Jumat, 27 Maret 2015

KEWARGANEGARAAN REPUBLIK INDONESIA

KEWARGANEGARAAN REPUBLIK INDONESIA
A.    Pendahuluan
Menjadikan Hukum Tata Negara sebagai sebuah obyek kajian, tidak hanya di dalamnya membahas mengenai organisasi dan tata kerja organ-organ atau alat-alat perlengkapan negara, hubungan antar alat perlengkapan negarabaik horizontal maupun vertikal, juga mempelajari hubungan antara alat-alat perlengkapan negara dengan warga negara. Obyek kajian Hukum Tata Negara yang demikian ini tentu dilandasi oleh kenyataan bahwa proses terbentuknya negara, tidak mungkin meninggalkan salah satu unsur utamanya, yakni Warga Negara (rakyat).
Di dalam teori kedaulatan rakyat dinyatakan bahwa terbentuknya sebuah negara tidak adalah disebabkan oleh adanya kontrak sosial atau perjanjian masyarakat. Hal ini menunjukkan bahwa antara negara dan Warga Negara merupaka dua hal yang saling berkaitan. Bahkan tidak mungkin dapat dipisahkan. Oleh sebab itu masalah kewarganegaraan termasuk di dalamnya hak-hak asasi manusia menjadi pokok bahasan yang tidak akan ditinggalkan dalam mempelajari Hukum Tata Negara.
B.     Pengertian Warga Negara
Warga negara adalah sekelompok orang yang berdasarkan ketentuan hukum berstatus sebagai pendukung tertib hukum negara. Mereka mempunyai hak-hak dari negara dan kewajiban-kewajiban tertentu terhadap negara.[1]
Di lain buku disebutkan bahwa rakyat sebuah negara meliputi semua orang yang bertempat tinggal di dalam wilayah kekuasaan negara dan tunduk pada kekuasaan negara itu. Pada permulaan rakyat di suatu negara hanya terdiri dari orang-orang dari satu keturunan yang berasal dari satu nenek moyang, dalam hal ini faktor yang terpenting adalah pertalian darah. Akan tetapi wilayah negara itu didatangi oleh orang-orang dari negara lain yang mempunyai nenek moyang pula.
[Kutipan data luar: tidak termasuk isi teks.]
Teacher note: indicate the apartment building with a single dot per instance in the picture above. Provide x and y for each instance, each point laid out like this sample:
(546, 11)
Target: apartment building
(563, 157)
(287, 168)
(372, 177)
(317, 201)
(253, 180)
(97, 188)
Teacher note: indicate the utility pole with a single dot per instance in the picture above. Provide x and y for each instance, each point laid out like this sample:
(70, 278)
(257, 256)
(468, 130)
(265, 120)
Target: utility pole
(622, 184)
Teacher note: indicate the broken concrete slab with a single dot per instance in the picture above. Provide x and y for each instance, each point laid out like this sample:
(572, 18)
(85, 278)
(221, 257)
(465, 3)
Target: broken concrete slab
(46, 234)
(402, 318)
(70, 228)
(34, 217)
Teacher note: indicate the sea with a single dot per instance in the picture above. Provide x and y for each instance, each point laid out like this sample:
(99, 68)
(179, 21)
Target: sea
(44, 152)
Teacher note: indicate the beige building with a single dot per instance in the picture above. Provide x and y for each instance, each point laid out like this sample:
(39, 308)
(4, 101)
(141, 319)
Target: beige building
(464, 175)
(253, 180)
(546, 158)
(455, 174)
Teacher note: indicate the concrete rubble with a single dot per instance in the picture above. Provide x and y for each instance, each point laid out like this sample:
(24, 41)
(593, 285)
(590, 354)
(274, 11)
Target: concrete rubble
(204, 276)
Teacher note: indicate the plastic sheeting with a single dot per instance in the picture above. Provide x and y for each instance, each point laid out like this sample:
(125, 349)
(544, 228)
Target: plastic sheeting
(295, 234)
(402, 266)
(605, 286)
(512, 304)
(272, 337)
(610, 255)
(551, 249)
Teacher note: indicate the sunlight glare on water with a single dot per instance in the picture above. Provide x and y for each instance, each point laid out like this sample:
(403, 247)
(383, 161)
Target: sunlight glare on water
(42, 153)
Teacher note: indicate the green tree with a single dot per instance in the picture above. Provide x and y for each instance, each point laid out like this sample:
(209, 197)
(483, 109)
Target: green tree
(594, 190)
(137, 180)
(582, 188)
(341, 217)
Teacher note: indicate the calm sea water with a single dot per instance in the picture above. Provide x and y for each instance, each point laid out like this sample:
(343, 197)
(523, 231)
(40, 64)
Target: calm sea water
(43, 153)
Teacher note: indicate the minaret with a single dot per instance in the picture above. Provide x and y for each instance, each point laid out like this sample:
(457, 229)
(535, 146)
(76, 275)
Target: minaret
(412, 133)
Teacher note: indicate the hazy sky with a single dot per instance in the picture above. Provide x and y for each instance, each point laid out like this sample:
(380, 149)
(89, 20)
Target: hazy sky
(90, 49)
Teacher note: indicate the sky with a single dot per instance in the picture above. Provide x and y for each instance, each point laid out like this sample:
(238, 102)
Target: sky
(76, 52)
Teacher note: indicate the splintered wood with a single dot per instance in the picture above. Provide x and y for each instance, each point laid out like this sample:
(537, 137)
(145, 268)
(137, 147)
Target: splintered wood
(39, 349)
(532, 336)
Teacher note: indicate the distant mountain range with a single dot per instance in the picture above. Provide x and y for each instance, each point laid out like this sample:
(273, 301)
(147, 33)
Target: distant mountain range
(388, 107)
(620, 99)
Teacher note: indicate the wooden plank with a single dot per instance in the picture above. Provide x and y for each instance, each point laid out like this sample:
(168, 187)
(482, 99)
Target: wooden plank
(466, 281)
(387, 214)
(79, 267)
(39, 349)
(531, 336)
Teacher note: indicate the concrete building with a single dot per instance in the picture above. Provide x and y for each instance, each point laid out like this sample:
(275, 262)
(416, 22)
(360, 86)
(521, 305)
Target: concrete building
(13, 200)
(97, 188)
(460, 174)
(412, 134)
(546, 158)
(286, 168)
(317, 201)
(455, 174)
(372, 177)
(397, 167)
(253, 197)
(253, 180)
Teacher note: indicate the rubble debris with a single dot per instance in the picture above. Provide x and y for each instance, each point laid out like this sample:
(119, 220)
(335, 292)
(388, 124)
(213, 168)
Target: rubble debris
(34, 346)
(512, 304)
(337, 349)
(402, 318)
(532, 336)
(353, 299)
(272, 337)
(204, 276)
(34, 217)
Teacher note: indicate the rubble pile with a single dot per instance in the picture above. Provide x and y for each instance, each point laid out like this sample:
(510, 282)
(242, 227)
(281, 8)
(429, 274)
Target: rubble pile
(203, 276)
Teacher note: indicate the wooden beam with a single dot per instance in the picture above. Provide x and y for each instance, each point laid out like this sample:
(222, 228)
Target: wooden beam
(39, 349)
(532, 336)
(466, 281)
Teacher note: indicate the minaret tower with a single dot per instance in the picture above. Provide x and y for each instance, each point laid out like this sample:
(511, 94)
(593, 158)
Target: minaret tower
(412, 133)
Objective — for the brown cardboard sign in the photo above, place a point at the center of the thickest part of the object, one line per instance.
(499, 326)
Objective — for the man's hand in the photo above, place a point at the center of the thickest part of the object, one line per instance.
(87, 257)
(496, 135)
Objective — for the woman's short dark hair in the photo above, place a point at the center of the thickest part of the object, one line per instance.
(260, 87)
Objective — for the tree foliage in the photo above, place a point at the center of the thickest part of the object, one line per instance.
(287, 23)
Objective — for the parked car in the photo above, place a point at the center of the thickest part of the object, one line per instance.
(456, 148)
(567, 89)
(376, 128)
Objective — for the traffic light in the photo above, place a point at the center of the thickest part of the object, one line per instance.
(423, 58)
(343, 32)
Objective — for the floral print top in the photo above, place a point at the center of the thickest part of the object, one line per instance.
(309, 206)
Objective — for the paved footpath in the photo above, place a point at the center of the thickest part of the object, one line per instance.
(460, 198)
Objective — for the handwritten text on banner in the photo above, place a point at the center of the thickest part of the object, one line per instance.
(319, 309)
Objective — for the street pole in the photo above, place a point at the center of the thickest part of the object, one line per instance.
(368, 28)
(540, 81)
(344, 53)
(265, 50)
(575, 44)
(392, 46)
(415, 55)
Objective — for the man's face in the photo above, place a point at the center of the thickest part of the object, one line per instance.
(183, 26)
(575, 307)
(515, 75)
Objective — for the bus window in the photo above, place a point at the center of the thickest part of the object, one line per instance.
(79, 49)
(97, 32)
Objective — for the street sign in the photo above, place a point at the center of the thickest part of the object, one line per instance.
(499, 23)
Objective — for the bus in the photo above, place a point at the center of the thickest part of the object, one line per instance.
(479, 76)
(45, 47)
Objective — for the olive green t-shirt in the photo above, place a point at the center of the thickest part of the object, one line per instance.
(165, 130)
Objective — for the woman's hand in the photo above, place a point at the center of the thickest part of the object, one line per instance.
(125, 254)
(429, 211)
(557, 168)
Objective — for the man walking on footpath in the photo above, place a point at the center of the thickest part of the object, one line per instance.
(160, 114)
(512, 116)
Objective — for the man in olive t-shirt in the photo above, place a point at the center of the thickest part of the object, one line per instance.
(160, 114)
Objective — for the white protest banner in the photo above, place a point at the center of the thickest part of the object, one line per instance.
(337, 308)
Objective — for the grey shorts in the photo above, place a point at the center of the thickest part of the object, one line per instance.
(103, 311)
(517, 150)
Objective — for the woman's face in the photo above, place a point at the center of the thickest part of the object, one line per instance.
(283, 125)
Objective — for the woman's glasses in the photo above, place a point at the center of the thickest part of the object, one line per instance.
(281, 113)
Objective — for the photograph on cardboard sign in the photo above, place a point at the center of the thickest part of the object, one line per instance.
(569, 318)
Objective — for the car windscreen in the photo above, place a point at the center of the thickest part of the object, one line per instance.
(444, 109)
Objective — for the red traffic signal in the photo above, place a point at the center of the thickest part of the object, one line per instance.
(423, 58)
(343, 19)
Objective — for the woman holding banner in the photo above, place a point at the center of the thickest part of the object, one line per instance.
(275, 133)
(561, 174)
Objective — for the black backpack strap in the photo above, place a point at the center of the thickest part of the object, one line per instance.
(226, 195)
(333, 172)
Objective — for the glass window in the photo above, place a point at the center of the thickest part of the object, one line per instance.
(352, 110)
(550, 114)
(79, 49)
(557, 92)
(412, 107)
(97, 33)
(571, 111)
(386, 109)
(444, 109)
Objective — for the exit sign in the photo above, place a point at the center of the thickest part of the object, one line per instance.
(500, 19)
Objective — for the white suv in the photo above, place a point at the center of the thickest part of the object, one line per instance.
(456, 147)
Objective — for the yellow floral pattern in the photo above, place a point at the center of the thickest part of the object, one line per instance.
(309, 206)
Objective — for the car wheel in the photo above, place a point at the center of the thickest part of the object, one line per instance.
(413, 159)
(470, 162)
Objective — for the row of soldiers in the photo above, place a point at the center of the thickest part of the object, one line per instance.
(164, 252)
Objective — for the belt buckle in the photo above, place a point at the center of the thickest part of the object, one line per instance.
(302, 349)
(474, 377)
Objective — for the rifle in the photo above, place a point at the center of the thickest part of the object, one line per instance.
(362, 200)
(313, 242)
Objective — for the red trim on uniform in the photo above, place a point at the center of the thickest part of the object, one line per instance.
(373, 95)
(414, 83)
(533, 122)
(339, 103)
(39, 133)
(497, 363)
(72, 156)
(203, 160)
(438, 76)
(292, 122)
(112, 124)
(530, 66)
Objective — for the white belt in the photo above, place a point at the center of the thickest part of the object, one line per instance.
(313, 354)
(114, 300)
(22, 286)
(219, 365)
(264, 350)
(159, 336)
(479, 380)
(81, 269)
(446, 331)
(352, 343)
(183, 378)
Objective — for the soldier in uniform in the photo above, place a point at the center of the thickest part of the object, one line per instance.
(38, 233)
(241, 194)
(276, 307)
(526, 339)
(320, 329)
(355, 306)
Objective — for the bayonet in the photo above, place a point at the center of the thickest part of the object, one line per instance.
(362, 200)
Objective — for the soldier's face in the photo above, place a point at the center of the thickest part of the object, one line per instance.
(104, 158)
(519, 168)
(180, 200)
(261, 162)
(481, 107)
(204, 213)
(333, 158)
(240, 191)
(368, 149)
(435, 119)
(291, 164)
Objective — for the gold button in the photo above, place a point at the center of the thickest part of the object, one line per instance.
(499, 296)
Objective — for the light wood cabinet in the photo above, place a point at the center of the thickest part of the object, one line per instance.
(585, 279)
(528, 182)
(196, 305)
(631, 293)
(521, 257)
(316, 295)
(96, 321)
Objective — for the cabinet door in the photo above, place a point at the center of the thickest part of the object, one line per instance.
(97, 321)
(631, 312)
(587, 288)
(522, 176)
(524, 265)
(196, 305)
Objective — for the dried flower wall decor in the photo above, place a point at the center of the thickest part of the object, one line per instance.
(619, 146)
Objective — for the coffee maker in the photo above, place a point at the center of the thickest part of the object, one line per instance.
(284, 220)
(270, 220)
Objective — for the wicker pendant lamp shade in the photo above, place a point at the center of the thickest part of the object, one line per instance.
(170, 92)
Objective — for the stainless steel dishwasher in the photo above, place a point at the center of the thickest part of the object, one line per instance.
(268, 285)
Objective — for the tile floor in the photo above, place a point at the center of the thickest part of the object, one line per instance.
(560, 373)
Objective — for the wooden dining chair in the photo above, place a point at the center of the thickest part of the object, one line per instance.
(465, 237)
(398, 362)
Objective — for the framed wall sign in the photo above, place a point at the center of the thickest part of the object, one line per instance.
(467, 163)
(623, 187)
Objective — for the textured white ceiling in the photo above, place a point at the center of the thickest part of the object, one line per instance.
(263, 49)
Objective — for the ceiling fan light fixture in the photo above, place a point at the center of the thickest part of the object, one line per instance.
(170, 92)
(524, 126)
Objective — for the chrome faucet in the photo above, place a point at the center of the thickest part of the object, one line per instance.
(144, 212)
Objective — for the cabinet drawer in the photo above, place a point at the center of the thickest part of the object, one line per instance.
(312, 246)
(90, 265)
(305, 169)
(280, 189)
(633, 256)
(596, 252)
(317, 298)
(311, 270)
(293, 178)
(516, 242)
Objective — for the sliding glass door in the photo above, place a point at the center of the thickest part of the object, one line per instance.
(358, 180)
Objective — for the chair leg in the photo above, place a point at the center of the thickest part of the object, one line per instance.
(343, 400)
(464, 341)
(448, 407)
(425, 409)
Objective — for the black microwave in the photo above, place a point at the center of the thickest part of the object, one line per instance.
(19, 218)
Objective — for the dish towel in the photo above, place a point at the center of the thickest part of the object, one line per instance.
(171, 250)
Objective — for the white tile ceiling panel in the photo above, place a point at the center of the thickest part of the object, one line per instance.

Sekarang faktor bertempat tinggal bersama juga turut menentukan apakah seseorang termasuk dalam pengertian rakyat dalam negara itu. Adapun orang-orang yang berada di wilayah suatu negara dapat dibagi atas penduduk dan bukan penduduk.
Penduduk adalah mereka yang telah memenuhi syarat-syarat tertentu yang ditetapkan oleh peraturan negara yang bersangkutan diperkenankan mempunyai tempat tinggal pokok (domisili) dalam wilayah negara itu. Bkan penduduk adalah mereka yang berada di wilayah suatu negara untuk sementara waktu dan tidak bermaksud bertempat tinggal di wilayah negara itu. Penduduk dapat dibagi atas:
1.      Penduduk warga negara, dengan singkat disebut warga negara, dan
2.      Penduduk bukan warga negara yang disebut orang asing.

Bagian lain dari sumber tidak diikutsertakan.